Scope of Project - A Health Center's scope of project is the Bureau of Primary Health
Care approved domain described in certain segments of its grant application.
Those segments include a description of the Health Center's populations served,
the list of services provided, list of service delivery sites, Health Center
affiliations, and work-plan. A Health Center can update its scope of project by
adjusting those fundamental documents and seeking approval for such change
from the Bureau of Primary Health Care.
Statute of Limitations - The statute of limitations for filing a FTCA claim is two years.
Sunset Provisions - Scheduled periodic review for consideration of continuation of
certain government programs, without which the program is discontinued. FTCA
is an abiding program without a sunset provision.
Tail Coverage - A medical malpractice insurance product designed to cover individuals
who move from a claims made policy to an occurrence policy. Clinicians who
move from a claims made type of policy to FTCA should obtain tail coverage.
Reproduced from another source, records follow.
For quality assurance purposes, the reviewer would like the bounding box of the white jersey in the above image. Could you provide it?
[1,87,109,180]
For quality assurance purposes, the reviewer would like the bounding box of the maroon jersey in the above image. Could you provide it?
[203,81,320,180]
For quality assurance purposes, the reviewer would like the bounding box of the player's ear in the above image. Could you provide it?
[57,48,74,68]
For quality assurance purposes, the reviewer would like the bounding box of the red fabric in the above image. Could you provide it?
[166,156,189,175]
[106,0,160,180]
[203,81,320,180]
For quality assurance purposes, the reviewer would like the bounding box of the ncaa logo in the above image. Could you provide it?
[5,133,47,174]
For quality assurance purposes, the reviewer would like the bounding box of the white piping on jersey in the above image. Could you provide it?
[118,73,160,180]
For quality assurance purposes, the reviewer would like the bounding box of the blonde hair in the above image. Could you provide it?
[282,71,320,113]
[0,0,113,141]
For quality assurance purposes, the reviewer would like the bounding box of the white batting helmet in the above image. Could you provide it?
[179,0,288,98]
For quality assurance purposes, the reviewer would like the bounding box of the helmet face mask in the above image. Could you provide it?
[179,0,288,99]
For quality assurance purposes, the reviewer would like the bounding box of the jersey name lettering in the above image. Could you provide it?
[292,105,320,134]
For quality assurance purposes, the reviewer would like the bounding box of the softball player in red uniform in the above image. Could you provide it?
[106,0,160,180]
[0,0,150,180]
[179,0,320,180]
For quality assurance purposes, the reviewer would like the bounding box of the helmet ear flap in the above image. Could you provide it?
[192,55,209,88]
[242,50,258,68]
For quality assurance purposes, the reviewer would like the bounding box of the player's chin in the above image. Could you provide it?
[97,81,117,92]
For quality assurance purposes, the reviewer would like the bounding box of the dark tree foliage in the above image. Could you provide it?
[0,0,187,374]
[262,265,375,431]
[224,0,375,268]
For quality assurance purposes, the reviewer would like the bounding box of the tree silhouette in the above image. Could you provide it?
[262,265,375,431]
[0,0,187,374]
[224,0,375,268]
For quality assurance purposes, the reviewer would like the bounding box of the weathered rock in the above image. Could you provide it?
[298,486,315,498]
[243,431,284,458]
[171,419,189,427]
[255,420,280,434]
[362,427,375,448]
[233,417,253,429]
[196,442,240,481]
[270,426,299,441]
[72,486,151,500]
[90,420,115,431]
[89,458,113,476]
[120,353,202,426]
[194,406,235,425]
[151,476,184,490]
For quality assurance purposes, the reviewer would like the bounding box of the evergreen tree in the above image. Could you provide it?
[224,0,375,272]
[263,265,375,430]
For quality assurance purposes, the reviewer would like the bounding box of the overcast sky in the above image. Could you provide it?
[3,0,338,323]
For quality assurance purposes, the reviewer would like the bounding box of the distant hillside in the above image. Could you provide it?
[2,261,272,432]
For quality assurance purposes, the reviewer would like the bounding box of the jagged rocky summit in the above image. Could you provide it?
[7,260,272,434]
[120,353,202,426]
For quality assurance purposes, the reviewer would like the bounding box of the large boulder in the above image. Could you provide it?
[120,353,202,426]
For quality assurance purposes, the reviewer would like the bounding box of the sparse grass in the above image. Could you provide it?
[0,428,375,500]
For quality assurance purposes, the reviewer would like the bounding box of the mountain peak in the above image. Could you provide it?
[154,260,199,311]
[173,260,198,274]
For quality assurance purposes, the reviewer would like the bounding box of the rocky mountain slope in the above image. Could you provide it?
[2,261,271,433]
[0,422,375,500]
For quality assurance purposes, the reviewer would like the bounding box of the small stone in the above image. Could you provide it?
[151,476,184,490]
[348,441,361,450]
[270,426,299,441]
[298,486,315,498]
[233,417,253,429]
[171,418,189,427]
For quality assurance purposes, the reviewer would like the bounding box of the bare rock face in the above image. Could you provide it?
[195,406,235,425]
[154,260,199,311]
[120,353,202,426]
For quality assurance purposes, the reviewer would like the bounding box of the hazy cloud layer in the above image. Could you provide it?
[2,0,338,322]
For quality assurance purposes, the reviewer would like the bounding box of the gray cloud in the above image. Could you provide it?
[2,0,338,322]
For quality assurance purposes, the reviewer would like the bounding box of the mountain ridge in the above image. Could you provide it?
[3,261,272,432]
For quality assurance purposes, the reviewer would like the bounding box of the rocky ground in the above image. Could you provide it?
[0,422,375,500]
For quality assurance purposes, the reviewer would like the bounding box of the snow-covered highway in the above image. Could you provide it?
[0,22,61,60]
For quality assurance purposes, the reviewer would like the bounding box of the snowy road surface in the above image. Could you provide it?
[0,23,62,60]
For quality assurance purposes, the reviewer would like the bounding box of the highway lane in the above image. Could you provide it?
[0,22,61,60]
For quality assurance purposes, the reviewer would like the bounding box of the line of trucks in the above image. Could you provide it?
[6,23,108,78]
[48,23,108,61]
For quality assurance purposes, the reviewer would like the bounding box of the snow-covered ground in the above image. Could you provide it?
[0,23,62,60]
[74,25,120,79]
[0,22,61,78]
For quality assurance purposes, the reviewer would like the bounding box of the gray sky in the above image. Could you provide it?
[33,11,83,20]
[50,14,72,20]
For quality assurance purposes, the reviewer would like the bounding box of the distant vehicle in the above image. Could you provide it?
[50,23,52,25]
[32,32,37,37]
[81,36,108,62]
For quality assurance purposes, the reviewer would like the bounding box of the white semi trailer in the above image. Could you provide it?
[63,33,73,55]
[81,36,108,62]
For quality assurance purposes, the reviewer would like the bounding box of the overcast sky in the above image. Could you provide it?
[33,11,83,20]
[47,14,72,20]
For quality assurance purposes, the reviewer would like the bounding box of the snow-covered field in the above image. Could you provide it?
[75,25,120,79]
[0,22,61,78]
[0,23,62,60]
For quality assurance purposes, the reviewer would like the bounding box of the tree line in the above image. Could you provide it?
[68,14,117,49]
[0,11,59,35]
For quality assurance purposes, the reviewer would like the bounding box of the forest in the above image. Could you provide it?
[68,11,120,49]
Vicarious Liability - Indirect legal responsibility that an entity has, concerning the acts
of agents. Hospitals and HMOs, for example, may insure themselves against the
vicarious liability that might result from a provider's actions.
Work Plan - A section of the federal grant application on which Health Centers describe
goals, objective, tasks, responsibilities and timetables for improving the health of
their community.
Wrap Around Policy - A malpractice insurance policy that covers those activities of an
employee (or agent) of a Health Center which are not provided malpractice
immunity under FTCA. Also called gap insurance.